~Isungyi present~
Another Love Story about Kyumin….
~Silent~
.
.
.
Cast :
Lee Sungmin
Cho Kyuhyun
Lee Donghae
Lee Hyukjae
Kim Jongwoon
Mr X (?)
Genre :
Crime, Angst, Romance
Rated : M for blood scene
Warning :
YAOI
TYPO(S)
.
.
.
Chuncheon, 8th November 2013
Triiinggg…
Suara lonceng di depan pintu berbunyi nyaring ketika seseorang mendorong pintu kayu toko kue tersebut hingga terbuka.

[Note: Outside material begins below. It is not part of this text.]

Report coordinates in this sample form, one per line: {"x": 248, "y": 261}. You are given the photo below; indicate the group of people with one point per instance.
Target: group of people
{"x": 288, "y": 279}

Seorang pemuda bergegas keluar dari dapur pembuatan kue untuk menyambut pelanggan yang baru saja masuk ke dalam tokonya. Lee Donghae nama pemuda tampan itu, mengembangkan senyuman paling menawannya di depan pelanggan tersebut. Seperti biasa, lagi-lagi pelanggan toko tersebut adalah seorang wanita muda yang masih memakai seragam sekolah.
"Oeseo opsipsiyo (selamat datang)" Sapa Donghae sembari membungkukkan badannya, "Mau pesan apa?" Tanya Donghae selanjutnya. Pemuda tampan berwajah kekanakan itu menunggu dengan sabar. Ini bukan pertama kalinya pelanggan wanita di tokonya membutuhkan waktu yang lama untuk memutuskan pesanan mereka. Terkadang bukan karena banyaknya variasi kue yang ditawarkan, melainkan lebih kepada keinginan mereka untuk berlama-lama memandang wajah penjaga tokonya.

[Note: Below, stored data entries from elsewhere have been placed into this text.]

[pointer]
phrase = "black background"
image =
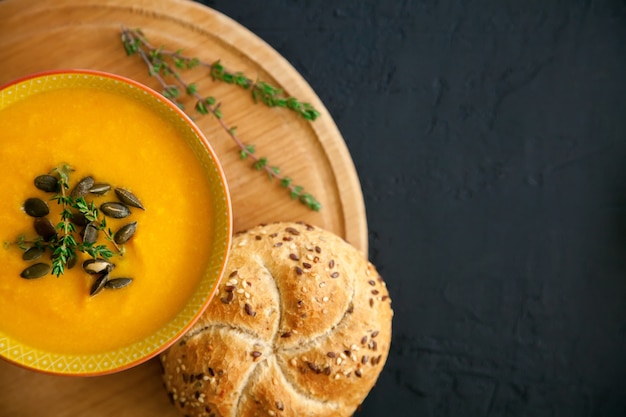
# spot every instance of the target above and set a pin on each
(490, 141)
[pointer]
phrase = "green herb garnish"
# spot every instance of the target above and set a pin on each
(165, 65)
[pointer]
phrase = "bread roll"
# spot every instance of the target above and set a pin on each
(300, 326)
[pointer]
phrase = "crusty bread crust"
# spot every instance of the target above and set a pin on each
(300, 326)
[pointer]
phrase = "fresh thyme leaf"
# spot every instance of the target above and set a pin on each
(163, 63)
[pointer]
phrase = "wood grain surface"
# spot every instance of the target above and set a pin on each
(54, 34)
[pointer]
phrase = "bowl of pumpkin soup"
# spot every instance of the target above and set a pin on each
(115, 222)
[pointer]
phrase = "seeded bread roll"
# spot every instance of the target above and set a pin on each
(300, 326)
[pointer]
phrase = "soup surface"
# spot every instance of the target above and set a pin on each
(125, 143)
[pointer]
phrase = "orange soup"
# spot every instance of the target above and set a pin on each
(125, 143)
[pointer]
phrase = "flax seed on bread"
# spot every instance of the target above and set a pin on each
(300, 326)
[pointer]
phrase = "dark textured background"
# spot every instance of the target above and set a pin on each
(490, 140)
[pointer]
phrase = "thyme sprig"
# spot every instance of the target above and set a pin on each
(165, 64)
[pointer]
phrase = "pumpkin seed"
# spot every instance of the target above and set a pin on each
(99, 284)
(35, 271)
(125, 232)
(100, 189)
(36, 207)
(33, 253)
(128, 198)
(82, 187)
(115, 210)
(117, 283)
(45, 228)
(98, 266)
(90, 234)
(71, 261)
(47, 183)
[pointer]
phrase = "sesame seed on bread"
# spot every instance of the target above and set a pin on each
(300, 326)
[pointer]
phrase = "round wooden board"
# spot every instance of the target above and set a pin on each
(39, 35)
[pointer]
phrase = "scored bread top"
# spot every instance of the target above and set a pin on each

Lee Backery adalahsebuah toko kue kecil yang terletak di Chuncheon. Sebuah kota kecil di provinsi Gangwon yang terletak di bagian timur laut negara Korea selatan. Letaknya yang langsung berbatasan dengan Negara Korea utara membuat tempat ini tidak memiliki banyak nampak sangat sederhana, namun Lee backery menjadi satu-satunya toko kue yang cukup terkenal di desa tersebut. Selain karena rasa kuenya yang memang enak, daya tarik lain dari toko kue tersebut adalah pemiliknya yang ternyata adalah 3 pemuda tampan dan masih muda.
"Oppa, Aku ingin kue yang ini. Tolong bungkuskan satu untukku." Ujar pelajar wanita itu setelah memutuskan pilihannya.

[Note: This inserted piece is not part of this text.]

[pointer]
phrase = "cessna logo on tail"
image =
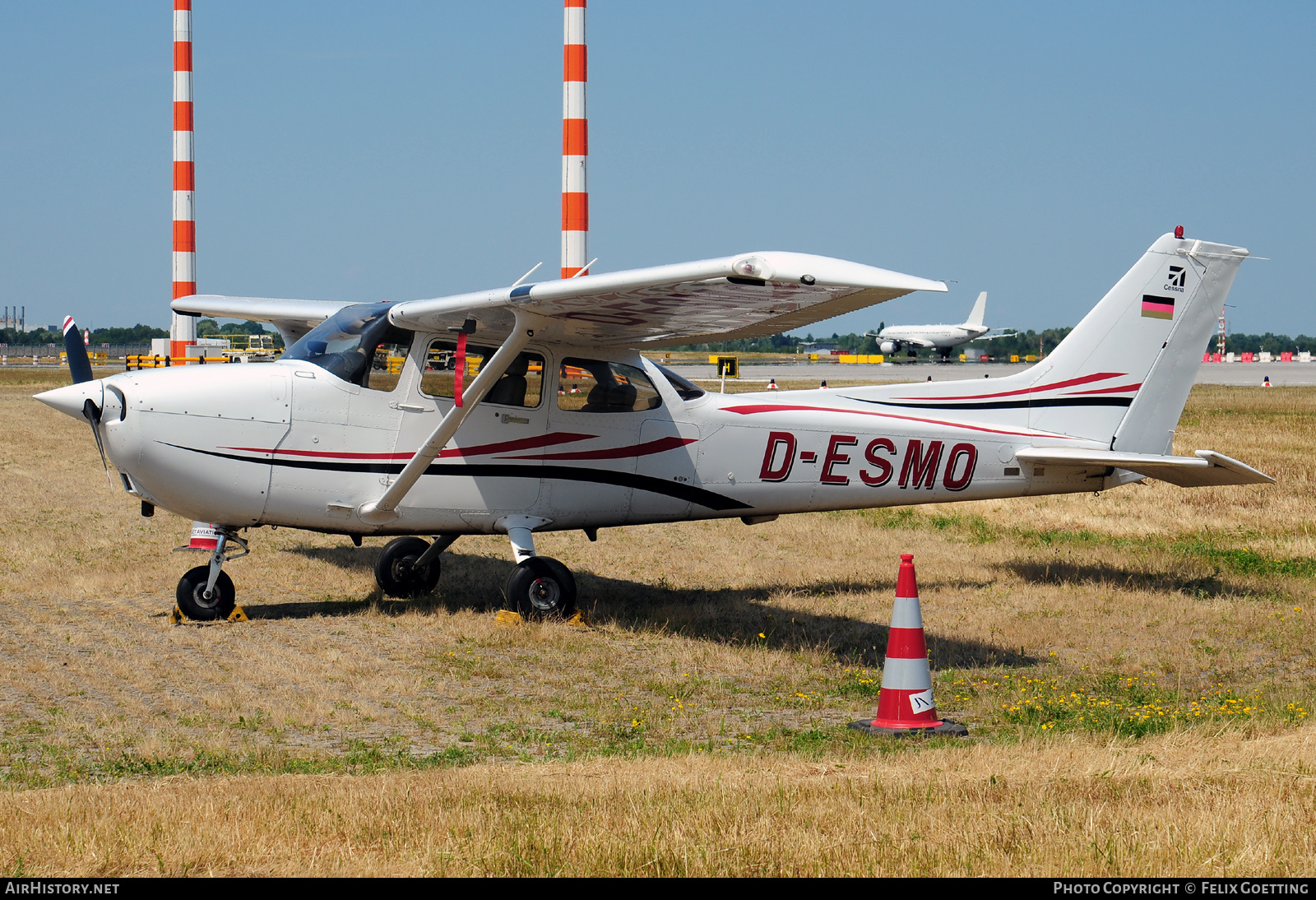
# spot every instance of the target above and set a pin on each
(1178, 279)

Donghae mengembangkan senyuman terbaiknya, "Ne..!. Silahkan. Satu kue manis untuk nona yang berwajah manis." Ucap Donghae sembari menyerahkan kue pesanan yeoja tersebut. Yeoja yang masih berstatus pelajar itu hanya bisa tersenyum merona sembari menerima kue pesanannya.
"Gomawo Koki Prince~" ujarnya genit kemudian berlalu meninggalkan Donghae yang masih melambaikan tangannya dengan ramah.
"Kau lihat Sungmin hyung? Dia benar-benar terlihat seperti seorang cassanova" Seorang pemuda dengan pakaian koki yang sama seperti Donghae mendengus sebal melihat pemandangan yang ada di depannya. Kedua tangannya terlipat di depan dada sementara mata kecilnya menatap tajam mengirimkan signal kecemburuan yang terlihat jelas.
Lee Sungmin namja yang dipanggil hyung itu mengikuti arah pandangan Hyukjae atau Eunhyuk, kemudian tersenyum lembut kepadanya.
"Kau pasti berpikir aku cemburu kan?" Hyukjae menaikkan sebelah alisnya seolah bisa menebak apa yang dipikirkan Sungmin tentangnya. "Haiiiisshhh, berhentilah memasang ekspresi seperti itu." Hyukjae sedikit mengeraskan suaranya ketika Sungmin menatapnya dengan pandangan innocent tanpa rasa bersalah.
Hyukjae mebalikkan tubuhnya agar bisa berhadapan langsung dengan Hyung tertuanya, "Dengar hyung, kau salah paham. Aku sama sekali tidak~"
"Hei apa aku melewatkan sesuatu?" Pemuda yang sejak tadi mereka bicarakan tiba-tiba saja telah berdiri di belakang mereka sambil mengalungkan lengan kekarnya di bahu kedua saudaranya.
"Lepaskan aku Hae, kau berat" sungut Hyukjae sembari menyingkirkan tangan Donghae yang masih melingkar di bahunya.
Sungmin hanya tersenyum simpul menatap wajah Donghae yang merasa kebingungan dengan sikap kesal yang ditunjukkan Eunhyuk kepadanya. Namja manis itu hanya menggeleng singkat dan mengangkat bahunya ketika Donghae melemparkan tatapan bertanya kepadanya.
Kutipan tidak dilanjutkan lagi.